Since you're trying to learn, let me point out a few things that would
let you teach yourself, which is usually quicker and more effective than
asking on a mailing list.  (Go ahead and ask, but if you figure out the
simpler ones yourself, you'll learn faster)

(BTW, I'm using 3.2, but it'll probably be very close)

First, that error has nothing to do with BeautifulSoup.  If it had, I
wouldn't have responded, since I don't have any experience with BS.  The
way you could learn that for yourself is to factor the line giving the
error:

tmp = urllib.urlopen("http://www.pinterest.com")
soup = BeautifulSoup(tmp)

Now, you'll get the error on the first line, before doing anything with
BeautifulSoup.

Now that you have narrowed it to urllib.urlopen, go find the docs for
that.  I used DuckDuckGo, with keywords  python urllib urlopen, and the
first match was:
     http://docs.python.org/2/library/urllib.html

and even though this is 2.7.3 docs, the first paragraph tells you
something useful:

Note

The urllib
<http://docs.python.org/2/library/urllib.html#module-urllib> module has
been split into parts and renamed in Python 3
to urllib.request, urllib.parse, and urllib.error. The /2to3/
<http://docs.python.org/2/glossary.html#term-to3> tool will
automatically adapt imports when converting your sources to Python 3.
Also note that the urllib.urlopen()
<http://docs.python.org/2/library/urllib.html#urllib.urlopen> function
has been removed in Python 3 in favor of urllib2.urlopen()
<http://docs.python.org/2/library/urllib2.html#urllib2.urlopen>.

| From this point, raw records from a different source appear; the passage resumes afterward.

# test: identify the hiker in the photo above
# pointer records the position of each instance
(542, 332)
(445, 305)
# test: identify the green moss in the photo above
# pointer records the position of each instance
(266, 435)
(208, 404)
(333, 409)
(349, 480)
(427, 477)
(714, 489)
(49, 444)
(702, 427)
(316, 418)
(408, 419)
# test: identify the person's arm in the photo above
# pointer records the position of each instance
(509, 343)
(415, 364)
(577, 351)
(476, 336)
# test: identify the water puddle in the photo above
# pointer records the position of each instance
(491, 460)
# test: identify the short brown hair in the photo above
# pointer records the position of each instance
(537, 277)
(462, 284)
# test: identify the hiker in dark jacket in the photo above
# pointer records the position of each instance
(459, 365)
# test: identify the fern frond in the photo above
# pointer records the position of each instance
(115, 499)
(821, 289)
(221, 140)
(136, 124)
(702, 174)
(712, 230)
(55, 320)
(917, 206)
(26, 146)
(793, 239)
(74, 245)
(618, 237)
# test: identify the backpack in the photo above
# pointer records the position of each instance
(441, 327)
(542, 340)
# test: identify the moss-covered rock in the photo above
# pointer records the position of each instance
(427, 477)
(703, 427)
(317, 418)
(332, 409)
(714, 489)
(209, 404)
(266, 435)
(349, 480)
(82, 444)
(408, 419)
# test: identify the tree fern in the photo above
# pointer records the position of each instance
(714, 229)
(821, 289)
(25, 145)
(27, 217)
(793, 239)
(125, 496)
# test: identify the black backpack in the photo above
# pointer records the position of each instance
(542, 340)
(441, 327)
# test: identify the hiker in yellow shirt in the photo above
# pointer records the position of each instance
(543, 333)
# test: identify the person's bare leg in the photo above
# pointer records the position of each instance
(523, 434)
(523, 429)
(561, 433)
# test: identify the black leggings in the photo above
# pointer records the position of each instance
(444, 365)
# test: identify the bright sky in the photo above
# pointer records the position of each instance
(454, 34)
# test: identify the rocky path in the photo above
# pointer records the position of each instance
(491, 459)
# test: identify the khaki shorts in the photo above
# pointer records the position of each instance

Now, the next question I'd ask is whether you're working from a book (or
online tutorial), and that book is describing Python 2.x  If so, you
might encounter this type of pain many times.

Anyway, another place you can learn is from the interactive
interpreter.  just run python3, and experiment.

>>> import urllib
>>> urllib.urlopen
Traceback (most recent call last):
  File "<stdin>", line 1, in <module>
AttributeError: 'module' object has no attribute 'urlopen'
>>> dir(urllib)
['__builtins__', '__cached__', '__doc__', '__file__', '__name__',
'__package__', '__path__']
>>>

Notice that dir shows us the attributes of urllib, and none of them look
directly useful.  That's because urllib is a package, not just a
module.  A package is a container for other modules.  We can also look
__file__

>>> urllib.__file__
'/usr/lib/python3.2/urllib/__init__.py'

That __init__.py is another clue;  that's the way packages are initialized.

But when I try importing urllib2, I get
   ImportError: No module named urllib2

So back to the website.  But using the dropdown at the upper left, i can
change from 2.7 to 3.3:
    http://docs.python.org/3.3/library/urllib.html

There it is quite explicit.

urllib is a package that collects several modules for working with URLs:

  * urllib.request
    <http://docs.python.org/3.3/library/urllib.request.html#module-urllib.request> for
    opening and reading URLs
  * urllib.error
    <http://docs.python.org/3.3/library/urllib.error.html#module-urllib.error> containing
    the exceptions raised by urllib.request
    <http://docs.python.org/3.3/library/urllib.request.html#module-urllib.request>
  * urllib.parse
    <http://docs.python.org/3.3/library/urllib.parse.html#module-urllib.parse> for
    parsing URLs
  * urllib.robotparser
    <http://docs.python.org/3.3/library/urllib.robotparser.html#module-urllib.robotparser> for
    parsing robots.txt files

So, if we continue to play with the interpreter, we can try:

>>> import urllib.request
>>> dir(urllib.request)

['AbstractBasicAuthHandler', 'AbstractDigestAuthHandler',
'AbstractHTTPHandler', 'BaseHandler', 'CacheFTPHandler',
'ContentTooShortError', 'FTPHandler', 'FancyURLopener', 'FileHandler',
'HTTPBasicAuthHandler', 'HTTPCookieProcessor',
'HTTPDefaultErrorHandler', 'HTTPDigestAuthHandler', 'HTTPError',
'HTTPErrorProcessor',
......
'urljoin', 'urlopen', 'urlparse', 'urlretrieve', 'urlsplit', 'urlunparse']

I chopped off part of the long list of things that was imported in that
module.  But one of them is urlopen, which is what you were looking for
before.

So back to your own sources, try:

>>> tmp = urllib.request.urlopen("http://www.pinterest.com")
>>> tmp
<http.client.HTTPResponse object at 0x1df1c10>

OK, the next thing you might wonder is what parameters urlopen might take:

Help on function urlopen in module urllib.request:

>>> help(urllib.request.urlopen)
urlopen(url, data=None, timeout=<object object>, *, cafile=None,
capath=None)
(END)

Hopefully, this will get you started into BeautifulSoup.  As i said
before, I have no experience with that part.

Note that I normally use the docs.python.org documentation much more. 
But a quick question to the interpreter can be very useful, especially
if you don't have internet access.

-- 

DaveA